In a New Yorker Magazine expose, Allen Frances, M.D., former chair of psychiatry at Duke University school of medicine said, "Their name (Sackler/Purdue Pharma) has been pushed forward as the epitome of good works and of the fruits of the capitalist system. But, when it comes down to it, they've earned this fortune at the expense of millions of people who are addicted. It's shocking how they have gotten away with it." Long overdue, the Sacklers and Big Pharma are finally starting to pay for the opiod crisis.

Unfortunately,"the bankruptcy court has granted injunctions stopping proceedings in several hundred lawsuits charging that Sackler family members directed the aggressive marketing campaign for OxyContin; it and other opioids have been implicated in the addictions of millions of patients and the deaths of several hundred thousand."

The Sacklers would walk away with an estimated several billion of OxyContin profits while leaving unresolved a crucial question asked by victims and their families: Did the Sacklers create and coordinate fraudulent marketing that helped make their best-selling drug a deadly national scourge?
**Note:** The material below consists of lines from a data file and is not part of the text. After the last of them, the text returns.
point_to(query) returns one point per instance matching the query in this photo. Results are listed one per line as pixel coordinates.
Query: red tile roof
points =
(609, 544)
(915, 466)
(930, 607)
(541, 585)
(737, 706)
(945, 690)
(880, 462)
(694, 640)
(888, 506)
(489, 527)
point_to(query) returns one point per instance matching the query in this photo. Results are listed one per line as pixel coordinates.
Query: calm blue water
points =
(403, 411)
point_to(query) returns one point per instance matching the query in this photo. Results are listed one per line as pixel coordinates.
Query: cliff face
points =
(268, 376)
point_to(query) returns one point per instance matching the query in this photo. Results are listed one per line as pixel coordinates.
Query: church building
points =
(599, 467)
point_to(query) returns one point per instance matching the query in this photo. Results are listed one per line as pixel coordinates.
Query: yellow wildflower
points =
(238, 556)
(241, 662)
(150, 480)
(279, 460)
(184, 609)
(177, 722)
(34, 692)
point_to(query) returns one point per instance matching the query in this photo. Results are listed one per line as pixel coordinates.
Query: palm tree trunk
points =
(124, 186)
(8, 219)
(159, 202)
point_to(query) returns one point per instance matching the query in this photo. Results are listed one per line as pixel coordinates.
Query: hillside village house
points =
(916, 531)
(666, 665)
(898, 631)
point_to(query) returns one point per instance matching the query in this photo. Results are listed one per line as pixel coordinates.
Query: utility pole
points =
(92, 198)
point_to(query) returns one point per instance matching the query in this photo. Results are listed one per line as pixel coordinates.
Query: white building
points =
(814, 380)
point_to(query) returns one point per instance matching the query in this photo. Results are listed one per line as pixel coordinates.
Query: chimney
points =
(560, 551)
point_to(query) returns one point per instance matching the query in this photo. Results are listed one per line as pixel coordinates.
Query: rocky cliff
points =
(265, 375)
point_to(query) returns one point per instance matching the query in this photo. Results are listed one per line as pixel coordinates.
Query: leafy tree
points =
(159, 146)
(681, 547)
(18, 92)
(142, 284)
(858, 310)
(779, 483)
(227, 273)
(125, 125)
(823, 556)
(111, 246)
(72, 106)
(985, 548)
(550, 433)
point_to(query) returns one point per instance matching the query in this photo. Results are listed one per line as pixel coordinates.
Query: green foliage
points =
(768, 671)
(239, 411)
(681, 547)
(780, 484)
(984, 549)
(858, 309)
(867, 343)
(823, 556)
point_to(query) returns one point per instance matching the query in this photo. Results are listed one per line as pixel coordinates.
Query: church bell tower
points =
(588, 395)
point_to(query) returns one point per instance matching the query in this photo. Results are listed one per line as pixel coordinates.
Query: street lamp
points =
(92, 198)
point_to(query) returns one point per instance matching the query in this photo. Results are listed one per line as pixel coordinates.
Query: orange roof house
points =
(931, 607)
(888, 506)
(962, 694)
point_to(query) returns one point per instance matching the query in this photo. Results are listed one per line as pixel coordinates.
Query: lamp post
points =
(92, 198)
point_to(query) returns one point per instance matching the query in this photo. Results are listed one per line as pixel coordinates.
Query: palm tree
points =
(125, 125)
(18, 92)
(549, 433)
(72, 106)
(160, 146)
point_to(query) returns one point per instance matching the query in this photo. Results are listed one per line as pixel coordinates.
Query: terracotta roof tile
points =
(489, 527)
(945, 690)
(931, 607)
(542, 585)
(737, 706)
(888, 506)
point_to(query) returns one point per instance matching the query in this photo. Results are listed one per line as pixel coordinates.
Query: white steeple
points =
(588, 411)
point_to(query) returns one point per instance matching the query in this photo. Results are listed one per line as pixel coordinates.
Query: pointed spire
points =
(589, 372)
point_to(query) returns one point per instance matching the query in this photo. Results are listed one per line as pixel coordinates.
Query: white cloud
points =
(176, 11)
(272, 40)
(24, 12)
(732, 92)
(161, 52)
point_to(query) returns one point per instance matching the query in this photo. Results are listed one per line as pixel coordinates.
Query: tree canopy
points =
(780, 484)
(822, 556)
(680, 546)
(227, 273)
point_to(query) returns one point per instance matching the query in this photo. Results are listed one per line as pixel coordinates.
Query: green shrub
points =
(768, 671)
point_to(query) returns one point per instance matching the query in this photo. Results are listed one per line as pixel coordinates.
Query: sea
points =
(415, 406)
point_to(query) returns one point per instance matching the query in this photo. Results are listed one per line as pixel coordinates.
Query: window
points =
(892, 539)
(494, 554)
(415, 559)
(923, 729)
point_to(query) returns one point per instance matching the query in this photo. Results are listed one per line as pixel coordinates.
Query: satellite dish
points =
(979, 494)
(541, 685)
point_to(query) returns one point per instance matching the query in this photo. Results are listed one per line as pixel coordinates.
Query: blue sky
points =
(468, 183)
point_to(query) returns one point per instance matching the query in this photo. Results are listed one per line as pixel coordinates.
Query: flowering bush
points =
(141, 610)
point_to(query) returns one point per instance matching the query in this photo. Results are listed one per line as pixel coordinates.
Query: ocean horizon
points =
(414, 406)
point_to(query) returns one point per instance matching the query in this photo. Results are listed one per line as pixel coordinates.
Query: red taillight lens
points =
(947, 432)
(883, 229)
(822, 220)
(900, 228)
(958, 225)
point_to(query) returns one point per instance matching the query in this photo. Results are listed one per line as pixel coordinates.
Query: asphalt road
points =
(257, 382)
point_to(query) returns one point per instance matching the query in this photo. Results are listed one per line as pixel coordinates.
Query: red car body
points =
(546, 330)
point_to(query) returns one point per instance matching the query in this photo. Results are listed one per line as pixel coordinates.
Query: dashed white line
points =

With that question left unanswered, many of those injured by OxyContin would feel victimized again.

Legal experts, the NYT writes, conclude that "allowing the bankruptcy court to impose a global OxyContin settlement may at first appear to be an efficient way to resolve litigation that could drag on for years, the Sacklers will benefit from this expediency at the expense of victims. At stake is whether there will ever be a fair assessment of responsibility for America's deadly prescription drug epidemic. Protection from all OxyContin liability for the Sackler family would be an end-run around the reckoning that justice requires".

Just like all Big Pharm corporations, Sackler/Purdue pharma are dedicated to the bottom line of maximization of profit; everything else is of insignificant value compared to this. Their large and aggressive marketing campaign to sell the supposedly 'safe' pain drug OxyContin appears to have disregarded all boundaries and turned this dangerous drug into immense profit for themselves. There are always among us those self-serving and toxic individuals and corporate predators who regard democracy/government regulation/community as an obstacle to their greed and avarice. The opioid epidemic is now burgeoning in the U.S. with millions of ruined lives, individuals, families. The Sacklers want to retreat back into their money and vast profiteering, and let other people clean up and pay for the overall and inevitable long-term suffering, death and destruction they allegedly created.

JUDGE OVERTURNS PURDUE/SACKLER OPIOID SETTLEMENT

Judge McMahon agreed with lawyers for the U.S. Trustee who argued that shutting down the ability of plaintiffs to sue the Sacklers violated the plaintiffs' due process rights. The Sacklers, they argued, should not be rewarded for their contribution because they "created the need for that money" by taking it out of the company in the first place, setting up the situation where they would be protected from lawsuits "by piggybacking on the bankruptcy of their company." U.S. Attorney General Merrick B. Garland said in a statement, "The bankruptcy court did not have the authority to deprive victims of the opioid crisis of their right to sue the Sackler family." Cheers and many thanks to Judge Colleen McMahon.